0 555 339 7979 - 0 532 708 30 04
‘Ya Bu Deveyi Güdersin Ya da Bu Diyardan Gidersin’
Cümlelerin bilinç altımızda bıraktığı anlam...
“Ya Bu Deveyi Güdersin Ya da Bu Diyardan Gidersin” Sözünün Görünmeyen Yüzü
Toplumun hafızasında yer etmiş birçok söz vardır; bazıları bir gerçeği işaret eder, bazıları ise bir düşünceyi gizlice kabul ettirir.
“Ya bu deveyi güdersin ya da bu diyardan gidersin” ifadesi de bunlardan biridir.
Bu cümle, dışarıdan basit bir tercih sunuyor gibi görünür.
Oysa altındaki asıl anlam şudur:
“Mevcut düzeni kabul et; çünkü onun dışında bir yer yok.”
Bu sözün yüzyıllardır kullanılmasının nedeni, insanın zorluk karşısında en kolay yolu seçmeye eğilimli olmasıdır. Güçlü yapılar, otoriter düzenler ve baskın toplumsal alışkanlıklar da bu eğilimi beslemiştir. Böylece söz, bir “gerçeklik” değil, bir “alıştırma” hâline gelmiştir.

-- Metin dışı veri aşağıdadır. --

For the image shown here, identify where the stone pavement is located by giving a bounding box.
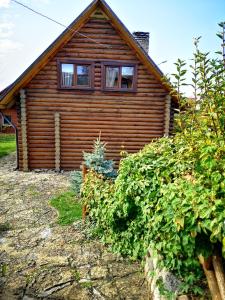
[0,154,147,300]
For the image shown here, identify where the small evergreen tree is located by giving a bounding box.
[83,136,116,178]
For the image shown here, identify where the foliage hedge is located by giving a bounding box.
[82,34,225,293]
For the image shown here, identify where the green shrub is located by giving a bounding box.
[83,32,225,294]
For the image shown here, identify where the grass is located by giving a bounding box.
[50,192,82,226]
[0,134,16,158]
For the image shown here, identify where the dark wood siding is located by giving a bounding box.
[26,19,169,170]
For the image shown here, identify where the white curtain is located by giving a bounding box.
[62,72,73,86]
[106,67,119,87]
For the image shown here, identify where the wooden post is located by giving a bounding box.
[164,95,171,137]
[20,90,28,172]
[55,112,60,172]
[82,163,87,223]
[199,256,223,300]
[212,253,225,299]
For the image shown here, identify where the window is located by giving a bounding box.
[59,61,92,89]
[3,115,12,126]
[103,63,136,92]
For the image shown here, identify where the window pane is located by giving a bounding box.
[77,66,90,86]
[121,67,134,89]
[77,66,89,75]
[61,64,74,86]
[106,67,119,88]
[3,116,12,125]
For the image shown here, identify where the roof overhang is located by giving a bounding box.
[0,0,177,109]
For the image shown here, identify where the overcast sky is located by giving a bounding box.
[0,0,225,96]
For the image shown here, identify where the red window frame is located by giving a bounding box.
[102,61,137,92]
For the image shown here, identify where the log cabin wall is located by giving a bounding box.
[24,17,167,170]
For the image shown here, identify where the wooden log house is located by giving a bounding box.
[0,0,177,171]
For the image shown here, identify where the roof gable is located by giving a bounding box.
[0,0,174,108]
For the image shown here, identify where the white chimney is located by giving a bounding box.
[133,31,149,53]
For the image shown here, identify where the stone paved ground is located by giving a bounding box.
[0,154,147,300]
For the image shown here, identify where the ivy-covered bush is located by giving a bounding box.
[83,31,225,294]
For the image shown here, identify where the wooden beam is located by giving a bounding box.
[164,95,171,137]
[20,90,28,172]
[55,112,60,172]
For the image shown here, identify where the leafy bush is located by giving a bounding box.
[83,33,225,294]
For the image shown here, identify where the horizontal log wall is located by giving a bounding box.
[26,15,166,170]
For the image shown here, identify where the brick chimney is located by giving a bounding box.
[133,31,149,53]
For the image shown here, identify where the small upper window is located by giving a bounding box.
[61,64,74,87]
[104,64,136,91]
[3,115,12,125]
[60,63,92,89]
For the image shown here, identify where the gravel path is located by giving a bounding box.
[0,154,147,300]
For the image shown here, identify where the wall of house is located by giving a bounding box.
[0,107,18,133]
[20,14,169,170]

Zayıflığın Değil, Öğretilmiş Çaresizliğin Yansıması
İnsanların bir kısmı bu sözün arkasındaki anlamı sorgulamadan kabul eder.

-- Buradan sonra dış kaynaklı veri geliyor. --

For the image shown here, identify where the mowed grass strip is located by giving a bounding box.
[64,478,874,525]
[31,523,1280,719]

Bunun sebebi zayıf olmaları değil, sürekli tekrar edilen bazı kalıplara maruz kalmalarıdır.
Psikolojide buna öğretilmiş çaresizlik denir.
Bir kapana sıkıştırılan hayvan yeterince dener ama sonuç alamazsa, kapı açık kalsa bile dışarı çıkmaz.
Bu davranış biçimi insanlarda da görülür:
– Denemekten vazgeçilir,
– Sorgu askıya alınır,
– Kabul edilen şey gerçek sanılır.
Gerçek dışı bir düşünce, sürekli tekrar edilirse “kader” gibi görünmeye başlar.
Düzen Varsa, Ona Teslim Olmak Zorunlu Değildir
Her düzen kendi içinde dönüşür.
Değişmez görünen hiçbir şey aslında sabit değildir.
Zamanın akışı bile en büyük otoritedir; hiçbir sistem ona karşı duramaz.
Düzenle mücadele edenler tarihte çoktur.
Bu insanlar toplumları yönlendirmemiş, sadece gördüklerini söylemişlerdir.
İster uyulur ister uyulmaz; hakikat, tercih zorlamaz.
Bu yüzden mesele bir isyan çağrısı değil, bir hatırlatmadır:
Bir düzen varsa, alternatif ihtimal de vardır.
Bir söz varsa, karşı soru da vardır.
İnancın Sessiz Çöküşü
Kişi kendini ifade edemezse önce iç sesi çatlar.
Sonra umut köşeye çekilir.
İnanç, bir süre sonra sessiz bir ağlayışa döner.
Bu durum çoğu zaman dışarıdan fark edilmez.
İnsan, en çok kendi kayboluşunu geç fark eder.
Bu da başka bir hakikati gösterir:
Kabul etmek kolaydır,
ama kayboluşun sonuçları ağırdır.
Varlığın İspatı: Hareket
Varlık, hareket ile görünür.
Düşünce sabitse yok olur; hareket eder, değişir ve anlam kazanır.
İnsan bir düzeni değiştirmek zorunda değildir.
Ama onu anlamak, yorumlamak ve kendi payını oluşturmak zorundadır.
Aksi hâlde varlık bulanıklaşır, isim kalır ama iz silinir.
Sözün Sonundaki Asıl Anlam
“Ya bu deveyi güdersin ya da bu diyardan gidersin” sözünün özünde şu vardır:
“Başka bir ihtimal yoktur.”
Oysa tarih, bilim, insanlık deneyimleri bunun tam tersini gösterir:
Her zaman başka bir ihtimal vardır.
Bu yazının amacı kimseye yol çizmek değildir.
Mesele sadece şudur:
Bir söz doğru görünüyorsa bile, altındaki anlamın gerçek olup olmadığını sorgulamak gerekir.
Çünkü hakikat, dayatmayı değil düşünmeyi sever.
Özet (Kısa Hakikat):
– Söz, düzeni sorgusuz kabul ettiren bir kalıptır.
– Zayıflık değil, öğretilmiş çaresizlik üretir.
– Tarihsel olarak otoriter yapıların işine gelir.
– Hakikat, kör kabulden değil sorgudan doğar.
– İnsanları yönlendirmez; sadece bir gerçeği işaret eder:
Düzeni kabul etmek zorunlu değildir. Alternatif ihtimal her zaman vardır.